Using ContainIQ to Monitor EKS, with Fargate
As discussed above, Amazon offers a number of out-of-the-box tools for monitoring workloads running on ECS with Fargate. These tools are often sufficient for small organizations; however, as the size and importance of workloads grow, many companies implement a third-party solution, like ContainIQ, for additional insights and capabilities.
ContainIQ is a Kubernetes native monitoring, tracing, and troubleshooting tool. Companies using Fargate with EKS are able to use ContainIQ, and the setup process is very simple.
With a one-line install, users get a comprehensive set of tools for everything from metrics to logging, events, deployment health, and correlations. And importantly, ContainIQ is able to deliver its feature set without sidecar containers and without requiring that users instrument their applications with OpenTelemetry. ContainIQ is able to do this by existing at the kernel level directly, and by using eBPF.
ContainIQ is often a more affordable option, and users are not billed by metric, or by the seat.
ContainIQ makes it easy to troubleshoot issues that arise, and users are able to create alerts across the platform. Alerts can be created to track changes in metrics, on Kubernetes events, by log message, and on latency for requests, paths, and microservices.
ContainIQ pricing is straightforward at $20 per node per month, with $0.50 per GB of log ingest.
Users can get started with ContainIQ by using the company’s self-service offering, which includes a 14-day free trial by default. During the installation process, users who are deploying to Fargate need to make a couple of small modifications in order to send logs to ContainIQ.
Users running EKS with Fargate should first create a firehose stream in Kinesis, and change the delivery stream name to ContainIQ. The specific and full instructions for using Fargate can be found in the documentation under Installing ContainIQ.
Alternative Tools for Monitoring ECS with Fargate
While Amazon Cloudwatch offers some functionality for organizations monitoring workloads running on ECS with Fargate, it often makes sense to implement additional tooling for deeper insight. And while ContainIQ works with EKS, it does not work with ECS. In this section of the article, we will quickly highlight five popular tools that companies are using to monitor ECS with Fargate.
- Datadog: Offers a toolset for collecting metrics and ECS logs, and provides visualization.
- Dynatrace: Users can monitor metrics, create alerts, and view data visually.
- Elastic: Visualize metrics, logs, and more, using the popular Elastic console.
- Grafana Cloud: A cloud version of the popular open-source data visualization tool.
- New Relic: A legacy provider of application performance monitoring, New Relic is able to support organizations both large and small.
Fargate makes it easy for teams to manage and scale. And whether you’re using ECS or EKS with Fargate, it is important to have the right tools in place.
Monitoring core infrastructure metrics, application metrics, as well as logs, and individual requests are important for avoiding business disruption and providing end-users the service they expect. And by using traces alongside metrics and logs, engineering teams are able to debug issues faster without having to jump between multiple tools.
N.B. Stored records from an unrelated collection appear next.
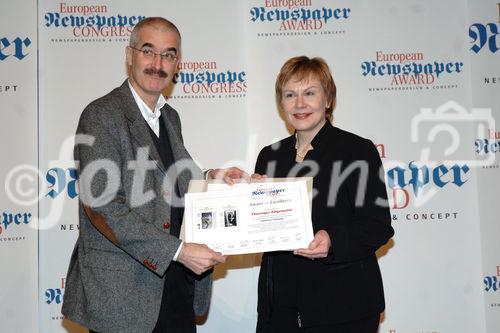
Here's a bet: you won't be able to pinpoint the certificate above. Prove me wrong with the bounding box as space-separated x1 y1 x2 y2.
183 177 314 255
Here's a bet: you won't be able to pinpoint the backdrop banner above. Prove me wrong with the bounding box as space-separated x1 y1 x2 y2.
0 0 41 332
0 0 500 333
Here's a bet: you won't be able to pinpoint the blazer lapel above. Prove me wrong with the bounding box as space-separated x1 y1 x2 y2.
120 80 166 173
161 104 199 195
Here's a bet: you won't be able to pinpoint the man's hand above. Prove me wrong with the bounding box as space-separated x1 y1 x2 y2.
207 167 250 185
250 173 267 180
177 243 227 275
293 230 332 260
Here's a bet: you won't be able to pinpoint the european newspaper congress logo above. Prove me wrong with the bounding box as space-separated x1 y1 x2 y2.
469 3 500 54
360 51 464 92
42 2 146 43
250 0 351 37
170 60 247 99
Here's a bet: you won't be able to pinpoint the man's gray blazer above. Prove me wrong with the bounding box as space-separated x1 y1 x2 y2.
62 81 211 333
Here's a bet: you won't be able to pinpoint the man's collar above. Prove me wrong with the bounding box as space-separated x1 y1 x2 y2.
127 80 167 118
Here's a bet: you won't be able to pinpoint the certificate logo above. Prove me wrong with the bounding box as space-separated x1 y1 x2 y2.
42 2 146 43
360 51 464 92
249 0 351 37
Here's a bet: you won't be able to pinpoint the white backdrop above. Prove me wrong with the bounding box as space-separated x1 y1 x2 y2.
0 0 500 333
0 0 38 332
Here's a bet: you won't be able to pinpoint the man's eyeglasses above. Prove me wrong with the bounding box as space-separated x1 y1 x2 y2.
129 46 179 63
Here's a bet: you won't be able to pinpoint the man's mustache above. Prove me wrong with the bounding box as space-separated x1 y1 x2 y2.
144 68 168 77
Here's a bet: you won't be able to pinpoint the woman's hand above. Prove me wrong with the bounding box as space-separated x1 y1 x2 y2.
293 230 332 260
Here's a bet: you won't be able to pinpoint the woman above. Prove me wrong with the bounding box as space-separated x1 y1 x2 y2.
255 56 394 333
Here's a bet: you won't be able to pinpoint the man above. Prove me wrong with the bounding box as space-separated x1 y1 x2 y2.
62 18 246 333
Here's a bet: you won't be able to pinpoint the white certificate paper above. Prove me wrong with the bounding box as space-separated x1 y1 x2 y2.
184 178 314 255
CloudWatch, the AWS default monitoring toolset, provides a number of features for users using ECS and for those using Fargate. And in 2022, AWS’s support of OpenTelemetry through ADOT has allowed teams to do even more without leaving AWS CloudWatch.
For companies using EKS with Fargate in particular, ContainIQ, a Kubernetes native solution, offers a customized and out-of-the-box solution. And importantly, when employing a tool like ContainIQ, users won’t need to worry about instrumentation.